A dual lithiated alloy interphase layer for high-energy–density lithium metal batteries

The fluoropolymer and coordination compound with aluminum as the central atom are first designed to convert an organic/dual alloy of LixAl-LixP hybrid interphase layer, leading Li short-term storage and restraining the accumulation of inactive lithium as well as achieving long-term cycling life. [Display omitted] •Conversion mechanism of aluminum coordination compound at the interface of lithium metal anode.•Li short-term storage feature of dual lithiated alloy to improve charge redistribution.•Organic/dual alloy of LixAl-LixP hybrid interphase is designed to regulate Li deposition morphology.•Interface evolution analysis at different state of charge.•Long-term cycling performance of Li metal batteries. Lithium metal batteries represent potential candidates for high-energy–density batteries. However, non-uniform Li deposition and dendrite growth limit the practical applications of Li anodes in solid-state and liquid-phase battery systems. This report investigates the conversion mechanism of an aluminum coordination compound (Al(MMP)3) at the interface of a lithium metal anode.

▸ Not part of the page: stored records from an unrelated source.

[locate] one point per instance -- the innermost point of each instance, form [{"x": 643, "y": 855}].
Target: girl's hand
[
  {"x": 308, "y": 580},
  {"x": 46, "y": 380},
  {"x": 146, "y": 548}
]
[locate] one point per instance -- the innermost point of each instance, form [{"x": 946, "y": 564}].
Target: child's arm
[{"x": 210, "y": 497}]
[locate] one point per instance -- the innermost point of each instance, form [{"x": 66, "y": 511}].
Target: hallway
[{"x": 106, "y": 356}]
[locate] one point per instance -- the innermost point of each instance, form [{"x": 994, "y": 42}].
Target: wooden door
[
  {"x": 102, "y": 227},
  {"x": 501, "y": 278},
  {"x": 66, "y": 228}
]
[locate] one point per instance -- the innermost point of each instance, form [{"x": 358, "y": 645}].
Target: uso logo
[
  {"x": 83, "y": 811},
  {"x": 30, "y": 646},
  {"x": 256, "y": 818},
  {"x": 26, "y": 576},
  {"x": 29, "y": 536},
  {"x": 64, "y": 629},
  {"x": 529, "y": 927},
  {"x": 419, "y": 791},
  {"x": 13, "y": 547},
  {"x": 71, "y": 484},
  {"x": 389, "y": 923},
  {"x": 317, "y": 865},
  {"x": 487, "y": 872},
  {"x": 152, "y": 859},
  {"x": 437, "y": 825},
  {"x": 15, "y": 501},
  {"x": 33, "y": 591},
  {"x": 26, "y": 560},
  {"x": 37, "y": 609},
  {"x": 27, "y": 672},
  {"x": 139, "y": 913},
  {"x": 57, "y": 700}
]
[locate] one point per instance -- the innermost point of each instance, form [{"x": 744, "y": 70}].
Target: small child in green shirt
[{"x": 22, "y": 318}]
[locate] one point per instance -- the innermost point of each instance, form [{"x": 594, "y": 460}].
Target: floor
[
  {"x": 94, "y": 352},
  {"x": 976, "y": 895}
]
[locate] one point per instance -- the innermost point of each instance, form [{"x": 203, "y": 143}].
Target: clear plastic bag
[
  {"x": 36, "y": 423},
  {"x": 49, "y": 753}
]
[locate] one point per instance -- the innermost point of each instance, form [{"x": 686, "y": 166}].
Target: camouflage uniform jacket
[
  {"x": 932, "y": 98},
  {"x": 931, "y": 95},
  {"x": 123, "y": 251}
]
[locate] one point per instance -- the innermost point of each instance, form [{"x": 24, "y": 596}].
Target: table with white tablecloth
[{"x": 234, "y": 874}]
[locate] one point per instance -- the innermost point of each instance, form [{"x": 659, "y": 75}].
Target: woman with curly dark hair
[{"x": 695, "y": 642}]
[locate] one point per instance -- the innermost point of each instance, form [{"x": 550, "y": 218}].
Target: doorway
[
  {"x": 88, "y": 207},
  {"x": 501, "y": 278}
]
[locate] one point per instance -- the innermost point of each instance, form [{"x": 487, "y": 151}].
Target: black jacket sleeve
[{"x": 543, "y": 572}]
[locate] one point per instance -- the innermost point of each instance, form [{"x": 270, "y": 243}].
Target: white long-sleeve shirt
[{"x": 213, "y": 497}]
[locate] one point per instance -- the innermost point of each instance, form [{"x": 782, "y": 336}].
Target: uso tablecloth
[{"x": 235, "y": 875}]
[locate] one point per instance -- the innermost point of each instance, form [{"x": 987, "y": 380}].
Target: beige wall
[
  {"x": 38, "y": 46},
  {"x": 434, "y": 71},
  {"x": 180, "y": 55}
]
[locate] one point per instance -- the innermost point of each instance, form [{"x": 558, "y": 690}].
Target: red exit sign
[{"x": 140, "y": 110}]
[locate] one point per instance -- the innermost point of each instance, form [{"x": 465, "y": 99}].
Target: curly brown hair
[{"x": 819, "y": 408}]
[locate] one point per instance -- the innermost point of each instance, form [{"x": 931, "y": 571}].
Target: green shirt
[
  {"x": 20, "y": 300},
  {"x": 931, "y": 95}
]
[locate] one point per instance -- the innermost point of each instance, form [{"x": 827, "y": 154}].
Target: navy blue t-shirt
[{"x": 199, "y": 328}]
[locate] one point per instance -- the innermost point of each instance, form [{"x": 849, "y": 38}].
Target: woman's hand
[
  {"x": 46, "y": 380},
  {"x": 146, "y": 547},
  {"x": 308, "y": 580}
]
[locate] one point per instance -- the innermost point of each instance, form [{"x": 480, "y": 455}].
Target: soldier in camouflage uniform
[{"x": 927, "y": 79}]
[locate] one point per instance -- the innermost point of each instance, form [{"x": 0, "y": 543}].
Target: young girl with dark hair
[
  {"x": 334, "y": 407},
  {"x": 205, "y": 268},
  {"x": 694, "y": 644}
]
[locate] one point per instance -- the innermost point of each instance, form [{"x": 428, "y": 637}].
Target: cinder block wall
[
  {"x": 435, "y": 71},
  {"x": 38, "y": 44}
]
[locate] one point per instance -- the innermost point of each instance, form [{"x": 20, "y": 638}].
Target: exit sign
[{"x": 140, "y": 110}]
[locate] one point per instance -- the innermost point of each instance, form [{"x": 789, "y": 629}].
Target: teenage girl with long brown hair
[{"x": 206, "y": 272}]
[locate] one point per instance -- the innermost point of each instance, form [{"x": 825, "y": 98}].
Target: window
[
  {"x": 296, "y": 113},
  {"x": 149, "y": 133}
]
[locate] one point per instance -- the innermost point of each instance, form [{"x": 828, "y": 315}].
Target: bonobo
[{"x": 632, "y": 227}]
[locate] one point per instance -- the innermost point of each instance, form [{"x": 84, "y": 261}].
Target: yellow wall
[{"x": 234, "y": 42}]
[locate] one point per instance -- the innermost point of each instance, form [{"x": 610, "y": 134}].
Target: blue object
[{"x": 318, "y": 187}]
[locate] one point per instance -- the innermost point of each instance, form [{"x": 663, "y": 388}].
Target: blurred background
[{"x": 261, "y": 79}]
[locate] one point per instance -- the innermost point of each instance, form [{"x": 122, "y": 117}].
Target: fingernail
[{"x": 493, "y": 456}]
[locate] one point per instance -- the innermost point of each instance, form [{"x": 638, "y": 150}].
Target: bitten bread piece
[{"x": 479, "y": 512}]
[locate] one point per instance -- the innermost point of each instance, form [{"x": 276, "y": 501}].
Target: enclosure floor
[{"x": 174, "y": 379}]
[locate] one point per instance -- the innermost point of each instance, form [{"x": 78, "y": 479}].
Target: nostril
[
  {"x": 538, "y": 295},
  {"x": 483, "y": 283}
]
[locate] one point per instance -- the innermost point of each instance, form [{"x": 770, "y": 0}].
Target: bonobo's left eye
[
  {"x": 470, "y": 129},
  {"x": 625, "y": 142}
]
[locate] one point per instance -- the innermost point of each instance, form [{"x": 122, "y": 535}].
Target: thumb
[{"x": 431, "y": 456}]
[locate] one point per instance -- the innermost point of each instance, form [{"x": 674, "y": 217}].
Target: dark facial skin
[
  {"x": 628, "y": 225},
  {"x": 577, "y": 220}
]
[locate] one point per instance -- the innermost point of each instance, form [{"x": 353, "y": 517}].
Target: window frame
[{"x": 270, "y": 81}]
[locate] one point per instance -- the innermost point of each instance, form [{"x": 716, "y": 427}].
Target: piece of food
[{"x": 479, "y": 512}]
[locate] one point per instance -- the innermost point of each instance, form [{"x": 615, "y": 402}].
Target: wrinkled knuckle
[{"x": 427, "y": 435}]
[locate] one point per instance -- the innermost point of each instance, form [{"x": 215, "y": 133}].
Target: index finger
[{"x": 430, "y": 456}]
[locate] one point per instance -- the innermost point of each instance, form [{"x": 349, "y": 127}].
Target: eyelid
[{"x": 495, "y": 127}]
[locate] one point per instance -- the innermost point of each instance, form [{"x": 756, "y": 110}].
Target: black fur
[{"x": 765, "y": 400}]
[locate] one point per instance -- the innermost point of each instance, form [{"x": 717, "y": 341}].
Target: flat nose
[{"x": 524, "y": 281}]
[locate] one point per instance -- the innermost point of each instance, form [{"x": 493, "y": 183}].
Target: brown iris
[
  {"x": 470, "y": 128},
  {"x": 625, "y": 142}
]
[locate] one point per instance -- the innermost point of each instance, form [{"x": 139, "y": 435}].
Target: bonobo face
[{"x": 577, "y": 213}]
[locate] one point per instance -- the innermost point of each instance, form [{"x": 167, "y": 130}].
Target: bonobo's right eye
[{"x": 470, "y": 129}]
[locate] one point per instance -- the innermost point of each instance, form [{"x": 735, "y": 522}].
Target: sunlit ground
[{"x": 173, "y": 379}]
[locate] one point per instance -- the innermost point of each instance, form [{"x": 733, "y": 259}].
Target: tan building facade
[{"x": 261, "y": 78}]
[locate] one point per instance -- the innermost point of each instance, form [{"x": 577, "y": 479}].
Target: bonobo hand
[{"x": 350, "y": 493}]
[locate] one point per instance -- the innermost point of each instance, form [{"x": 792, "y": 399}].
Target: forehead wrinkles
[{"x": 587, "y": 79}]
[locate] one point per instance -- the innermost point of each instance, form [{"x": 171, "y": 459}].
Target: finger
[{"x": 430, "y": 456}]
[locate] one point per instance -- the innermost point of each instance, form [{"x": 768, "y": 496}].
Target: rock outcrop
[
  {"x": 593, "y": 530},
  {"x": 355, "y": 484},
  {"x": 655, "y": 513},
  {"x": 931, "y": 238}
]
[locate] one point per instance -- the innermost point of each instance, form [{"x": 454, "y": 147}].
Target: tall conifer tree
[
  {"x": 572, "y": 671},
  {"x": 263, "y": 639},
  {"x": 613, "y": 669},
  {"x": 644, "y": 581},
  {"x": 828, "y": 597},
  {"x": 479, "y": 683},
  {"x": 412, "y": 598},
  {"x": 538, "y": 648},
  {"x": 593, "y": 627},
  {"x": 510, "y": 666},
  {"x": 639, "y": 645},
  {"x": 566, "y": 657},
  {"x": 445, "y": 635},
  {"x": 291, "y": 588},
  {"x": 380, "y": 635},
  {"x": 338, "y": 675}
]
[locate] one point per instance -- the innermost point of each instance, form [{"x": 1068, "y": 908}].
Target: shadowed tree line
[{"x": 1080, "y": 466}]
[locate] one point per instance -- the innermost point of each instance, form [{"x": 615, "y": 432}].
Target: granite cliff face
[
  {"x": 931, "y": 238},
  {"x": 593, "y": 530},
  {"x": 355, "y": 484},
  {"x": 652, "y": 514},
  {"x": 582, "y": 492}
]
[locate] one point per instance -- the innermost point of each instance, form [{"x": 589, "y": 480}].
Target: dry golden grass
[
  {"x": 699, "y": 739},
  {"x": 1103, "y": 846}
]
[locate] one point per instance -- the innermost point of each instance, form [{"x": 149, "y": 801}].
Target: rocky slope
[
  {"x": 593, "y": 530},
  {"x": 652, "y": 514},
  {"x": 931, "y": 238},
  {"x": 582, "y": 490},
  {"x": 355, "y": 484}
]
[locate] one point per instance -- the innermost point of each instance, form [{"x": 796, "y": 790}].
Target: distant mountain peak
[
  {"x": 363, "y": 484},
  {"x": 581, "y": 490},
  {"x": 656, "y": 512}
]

Based on the proposed mechanism, a novel dual alloy comprising a LixAl-LixP hybrid interphase is designed to promote interfacial charge balance. Under the synergic effect of a fluoropolymer, the organic/inorganic protective layer containing the dual lithiated alloy exhibits short-term Li storage and rapid Li+ transport, thereby limiting the accumulation of inactive lithium and decreasing the Li+ migration barrier. Upon implementing the hybrid anode, the electrochemical life span of the Li metal battery exceeds 2000 h. Moreover, pairing with a Ni-rich cathode leads to excellent capacity retention and stable coulomb efficiency. The developed strategy can guide future advancements in lithium metal batteries with long cycle lives.